August 5th 2008 19:12
Who'd want to go THERE, PMC, be careful what you wish for, some of your wishes may be granted.

Would you be a democrats supporter by any chance?

Just wondering.

Comment by Jayne Kearney

August 5th 2008 21:03
Hey Epiphanie,
I've just started reading Middlesex by Jeffrey Eugenides (author of The Virgin Suicides). The opening line reads:

"I was born twice:first as a baby girl, on a remarkably smogless Detroit day in January of 1960, and then again, as a teenage boy, in an emergency room near Petoskey, Michigan, in August of 1974."

I am only a little way into it (it has some incredible historical detail as the author explores the protagonist's Greek heritage). So I can't really tell you what the ultimate conclusion/theme/message may be. You might like to check it out.

I do think, though, that an intersexed child would probably have to deal with a lot of challenges - either physical or psychological. They would have to be an extraordinary person to challenge gender stereotypes when really, most kids just want to be like other kids. In an ideal world intersexuality might offer the advantages you list here but, we're not really in that world yet, are we??
Jayne

Comment by postmoderncritic

August 6th 2008 04:27
Katyzzz -

It's precisely because I hope it comes true that I wish for it.

Yep, proud Democrat supporter - pity I can't vote in November.

Hey Jayne -

I'm aware that people who don't seem to fit into those rigid gender binaries so many people seem to favour often do have a hard time, but I'm sure that with my parenting, and a handful of good friends, my hypothetical kid would grow up happy, balanced and an innovative thinker ahead of their time.

The advantages I listed are responses to my current world, I strongly believe that a person who is gender-fluid could have a wonderful life even today, and I know that I would challenge a lot of my own pre-conceptions by following their development, which would be great.

I never wanted to be like other kids, and I can't imagine a child of mine wanting to do so... They're going to be brought up to value individuality and nonconformism from Day 1.

Thanks for the recommendation, I'll put it on my book list.

Comment by RubySoho

August 7th 2008 04:06
Conversely, the child may not be allowed into either women's or men's only clubs. Or at the very least. have extreme difficulty being accepted into either.

It's like the children of immigrants. In Australia we are "wogs". But go back to the old country for a visit and we are 'australianos".

Its not easy being different.

Comment by Jayne Kearney

August 7th 2008 05:57
Hey Epiphanie,
I applaud and support your thoughts. Encouraging non-conformity to those things we don't enjoy about our world is a way for our race to evolve. It's why I encourage inclusive behaviour in my kids against the tide of prejudice which is a type of conformity, in this country particularly. Your kids will benefit from your willingness to support individual thought and behaviour.
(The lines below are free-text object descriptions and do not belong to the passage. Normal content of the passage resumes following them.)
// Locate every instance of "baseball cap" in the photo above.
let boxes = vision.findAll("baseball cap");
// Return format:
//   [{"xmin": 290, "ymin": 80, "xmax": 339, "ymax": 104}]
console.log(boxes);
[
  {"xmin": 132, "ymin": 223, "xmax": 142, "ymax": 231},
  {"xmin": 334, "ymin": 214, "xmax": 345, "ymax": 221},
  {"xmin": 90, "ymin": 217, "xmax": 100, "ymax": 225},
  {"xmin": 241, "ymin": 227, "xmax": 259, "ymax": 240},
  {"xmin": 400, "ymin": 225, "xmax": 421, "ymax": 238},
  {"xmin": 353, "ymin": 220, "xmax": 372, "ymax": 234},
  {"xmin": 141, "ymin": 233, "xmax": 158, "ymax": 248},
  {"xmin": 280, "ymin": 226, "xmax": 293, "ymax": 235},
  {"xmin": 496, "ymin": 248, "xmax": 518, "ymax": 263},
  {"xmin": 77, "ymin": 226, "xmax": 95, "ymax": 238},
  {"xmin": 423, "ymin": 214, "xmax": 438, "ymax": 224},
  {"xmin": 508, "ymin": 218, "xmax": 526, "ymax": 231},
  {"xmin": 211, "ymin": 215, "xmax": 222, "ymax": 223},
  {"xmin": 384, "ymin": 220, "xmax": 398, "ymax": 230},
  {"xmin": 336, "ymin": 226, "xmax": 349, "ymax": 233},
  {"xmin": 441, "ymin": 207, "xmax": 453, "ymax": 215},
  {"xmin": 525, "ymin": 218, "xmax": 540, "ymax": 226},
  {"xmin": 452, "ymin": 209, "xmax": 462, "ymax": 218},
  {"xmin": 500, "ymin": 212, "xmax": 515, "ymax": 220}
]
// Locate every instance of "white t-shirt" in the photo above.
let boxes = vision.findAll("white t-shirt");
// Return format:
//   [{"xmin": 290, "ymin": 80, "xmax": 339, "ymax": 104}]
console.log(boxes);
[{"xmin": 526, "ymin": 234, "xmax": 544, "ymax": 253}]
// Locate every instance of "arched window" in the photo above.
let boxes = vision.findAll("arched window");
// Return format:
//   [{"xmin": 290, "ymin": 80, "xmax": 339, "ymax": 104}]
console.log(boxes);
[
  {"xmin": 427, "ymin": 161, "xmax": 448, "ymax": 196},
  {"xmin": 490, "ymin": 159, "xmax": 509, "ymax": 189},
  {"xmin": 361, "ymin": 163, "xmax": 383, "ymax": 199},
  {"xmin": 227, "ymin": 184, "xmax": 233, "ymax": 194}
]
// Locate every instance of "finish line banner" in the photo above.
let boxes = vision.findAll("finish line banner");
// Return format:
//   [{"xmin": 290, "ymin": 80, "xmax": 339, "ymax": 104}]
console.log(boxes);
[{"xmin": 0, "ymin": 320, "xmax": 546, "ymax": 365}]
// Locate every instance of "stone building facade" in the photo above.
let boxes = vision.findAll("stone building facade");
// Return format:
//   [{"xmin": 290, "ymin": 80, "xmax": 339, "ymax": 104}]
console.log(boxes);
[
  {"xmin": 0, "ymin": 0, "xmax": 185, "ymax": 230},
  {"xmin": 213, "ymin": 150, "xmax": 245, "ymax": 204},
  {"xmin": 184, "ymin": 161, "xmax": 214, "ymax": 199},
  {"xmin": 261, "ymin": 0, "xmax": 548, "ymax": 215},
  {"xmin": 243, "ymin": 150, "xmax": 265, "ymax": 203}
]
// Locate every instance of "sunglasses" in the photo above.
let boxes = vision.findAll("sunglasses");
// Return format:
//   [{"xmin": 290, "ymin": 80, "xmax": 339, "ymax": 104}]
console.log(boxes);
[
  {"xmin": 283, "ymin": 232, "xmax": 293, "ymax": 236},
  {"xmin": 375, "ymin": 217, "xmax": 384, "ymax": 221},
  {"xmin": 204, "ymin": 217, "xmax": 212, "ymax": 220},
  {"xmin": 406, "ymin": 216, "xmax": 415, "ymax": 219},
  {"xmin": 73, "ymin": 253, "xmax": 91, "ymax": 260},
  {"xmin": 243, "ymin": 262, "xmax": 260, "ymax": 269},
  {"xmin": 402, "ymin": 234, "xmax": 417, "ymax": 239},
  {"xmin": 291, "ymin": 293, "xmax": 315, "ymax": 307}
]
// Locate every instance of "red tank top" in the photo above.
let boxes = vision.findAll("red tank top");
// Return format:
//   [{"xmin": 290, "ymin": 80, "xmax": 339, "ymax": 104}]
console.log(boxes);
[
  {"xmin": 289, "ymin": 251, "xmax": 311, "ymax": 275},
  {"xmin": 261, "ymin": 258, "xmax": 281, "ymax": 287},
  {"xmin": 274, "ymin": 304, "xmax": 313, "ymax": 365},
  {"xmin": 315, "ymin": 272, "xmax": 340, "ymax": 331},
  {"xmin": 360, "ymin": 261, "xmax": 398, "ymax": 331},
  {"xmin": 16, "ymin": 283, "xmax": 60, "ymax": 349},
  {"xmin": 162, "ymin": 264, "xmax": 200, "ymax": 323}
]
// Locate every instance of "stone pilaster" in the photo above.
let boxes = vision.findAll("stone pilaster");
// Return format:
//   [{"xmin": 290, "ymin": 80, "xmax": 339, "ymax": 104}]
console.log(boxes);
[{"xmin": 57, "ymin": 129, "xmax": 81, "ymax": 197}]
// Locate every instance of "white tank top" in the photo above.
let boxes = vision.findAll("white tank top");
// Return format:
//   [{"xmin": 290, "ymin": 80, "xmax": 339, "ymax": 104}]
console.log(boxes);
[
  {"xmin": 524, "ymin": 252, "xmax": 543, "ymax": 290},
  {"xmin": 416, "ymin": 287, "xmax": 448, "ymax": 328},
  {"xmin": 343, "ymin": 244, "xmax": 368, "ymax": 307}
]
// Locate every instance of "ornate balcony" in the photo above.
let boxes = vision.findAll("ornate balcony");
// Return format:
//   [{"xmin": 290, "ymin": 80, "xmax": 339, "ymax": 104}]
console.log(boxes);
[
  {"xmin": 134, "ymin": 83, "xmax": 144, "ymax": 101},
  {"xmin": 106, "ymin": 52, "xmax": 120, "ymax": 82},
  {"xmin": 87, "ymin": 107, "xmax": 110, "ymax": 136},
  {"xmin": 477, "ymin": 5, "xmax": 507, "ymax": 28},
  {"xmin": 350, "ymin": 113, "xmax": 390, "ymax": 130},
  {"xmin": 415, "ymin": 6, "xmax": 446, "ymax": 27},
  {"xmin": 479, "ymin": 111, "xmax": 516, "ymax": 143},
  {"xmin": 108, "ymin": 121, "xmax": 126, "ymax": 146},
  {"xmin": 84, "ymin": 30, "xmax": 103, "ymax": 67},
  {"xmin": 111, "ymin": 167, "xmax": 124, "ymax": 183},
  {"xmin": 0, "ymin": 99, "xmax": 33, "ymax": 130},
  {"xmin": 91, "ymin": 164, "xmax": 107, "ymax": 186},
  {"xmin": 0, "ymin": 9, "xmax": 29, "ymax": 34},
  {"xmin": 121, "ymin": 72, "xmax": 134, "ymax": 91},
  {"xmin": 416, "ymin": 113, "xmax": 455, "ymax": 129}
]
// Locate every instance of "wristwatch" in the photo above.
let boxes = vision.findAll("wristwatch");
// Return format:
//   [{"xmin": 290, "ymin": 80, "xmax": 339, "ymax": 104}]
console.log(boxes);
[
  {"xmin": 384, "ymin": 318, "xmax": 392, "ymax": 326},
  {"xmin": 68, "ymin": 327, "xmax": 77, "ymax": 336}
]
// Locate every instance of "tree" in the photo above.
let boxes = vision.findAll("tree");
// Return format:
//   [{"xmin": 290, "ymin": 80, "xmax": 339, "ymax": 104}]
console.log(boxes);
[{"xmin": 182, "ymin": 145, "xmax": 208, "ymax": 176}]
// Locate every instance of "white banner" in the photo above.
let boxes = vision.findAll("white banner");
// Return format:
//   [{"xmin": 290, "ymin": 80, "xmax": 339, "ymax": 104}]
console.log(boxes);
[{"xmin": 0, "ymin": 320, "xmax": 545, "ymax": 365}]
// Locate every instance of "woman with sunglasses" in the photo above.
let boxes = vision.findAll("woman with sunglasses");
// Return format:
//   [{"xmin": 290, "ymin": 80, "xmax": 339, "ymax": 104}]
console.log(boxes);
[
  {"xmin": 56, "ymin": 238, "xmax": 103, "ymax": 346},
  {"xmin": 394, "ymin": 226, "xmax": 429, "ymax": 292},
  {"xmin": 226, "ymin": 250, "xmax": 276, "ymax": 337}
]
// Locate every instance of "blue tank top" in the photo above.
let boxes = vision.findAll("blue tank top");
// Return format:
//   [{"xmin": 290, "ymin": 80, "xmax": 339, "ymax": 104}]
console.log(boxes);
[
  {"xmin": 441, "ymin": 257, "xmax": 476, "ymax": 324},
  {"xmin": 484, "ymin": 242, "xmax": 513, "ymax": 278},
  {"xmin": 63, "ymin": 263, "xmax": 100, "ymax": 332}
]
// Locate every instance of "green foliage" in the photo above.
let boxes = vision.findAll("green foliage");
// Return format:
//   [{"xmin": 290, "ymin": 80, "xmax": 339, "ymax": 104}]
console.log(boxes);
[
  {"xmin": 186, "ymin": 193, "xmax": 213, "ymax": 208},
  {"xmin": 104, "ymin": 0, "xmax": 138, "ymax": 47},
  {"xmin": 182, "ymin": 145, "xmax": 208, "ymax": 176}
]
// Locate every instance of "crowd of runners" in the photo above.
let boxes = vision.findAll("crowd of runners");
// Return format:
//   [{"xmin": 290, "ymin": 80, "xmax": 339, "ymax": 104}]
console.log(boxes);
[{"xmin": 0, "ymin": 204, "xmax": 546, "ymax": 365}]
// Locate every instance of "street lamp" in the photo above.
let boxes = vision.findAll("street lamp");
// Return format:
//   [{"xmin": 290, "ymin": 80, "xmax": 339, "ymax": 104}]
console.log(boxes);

And as soon as I wrote that 'kids just want to be like other kids' I thought to myself, "But I bet Epiphanie didn't!"

I also didn't want to be like other kids in many ways - I valued the fact that my brain worked differently and that I wasn't able to conform to a lot of things. At the same time I hated standing out because of other things which made me different - I was from a divorced family and we were the 'poor' kids. In my day that was hard. Sometimes it is hard being different.

But you are right, with love and support kids are much better equipped to sally forth and tackle the world on their own terms.

Just beware, a teenager's instinct is to rebel. You know you will end up giving birth to a vanilla-flavoured accountant!
lol (and apologies to all accountants!)
Jayne

Comment by AmyHuang

August 9th 2008 08:26
Err I am not sure - wouldn't the child be just too confused?

Comment by postmoderncritic

August 9th 2008 10:58
Hey Ruby,

I was thinking that an androgynous-looking and gender-neutrally attired person could fit into both environments if they so chose, it might be more difficult if the members of these environments knew them to interact with other same-sex environments of the 'opposite' gender. However, I know that Women's Spaces at unis, for example are for 'female-identifying' students, so who's to tell my hypothetical kid that they can't identify as 'female' for the afternoon? Most groups like this in the West promote tolerance and respect for others, not exclusion.

No one has called me a wog - ever. Of course, I grew up in the Eastern Suburbs of Sydney and went to selective primary and high schools.
The thing is, would you really want to be a part of a community that didn't accept people who were somehow different? I'd rather be included in a small sector of the community which was open-minded than be 'accepted' by people whose views I don't respect.

It's not easy to be different.

I disagree here. Everyone is different in some way. Everyone is the same in some way. Society is a muse which lends itself to creating a lot of patterns and trends, but the minute you think you have it worked out, everything changes. There are too many variables at stake, so everything is relative. So if we're all different, why not consciously seek to celebrate your difference? That's my idea with embracing intersexuality. I think it's important to keep challenging your worldview, questioning the norms and conventions, because gender is much more fluid than I realise, and intersexuality adds a welcome perspective on it all.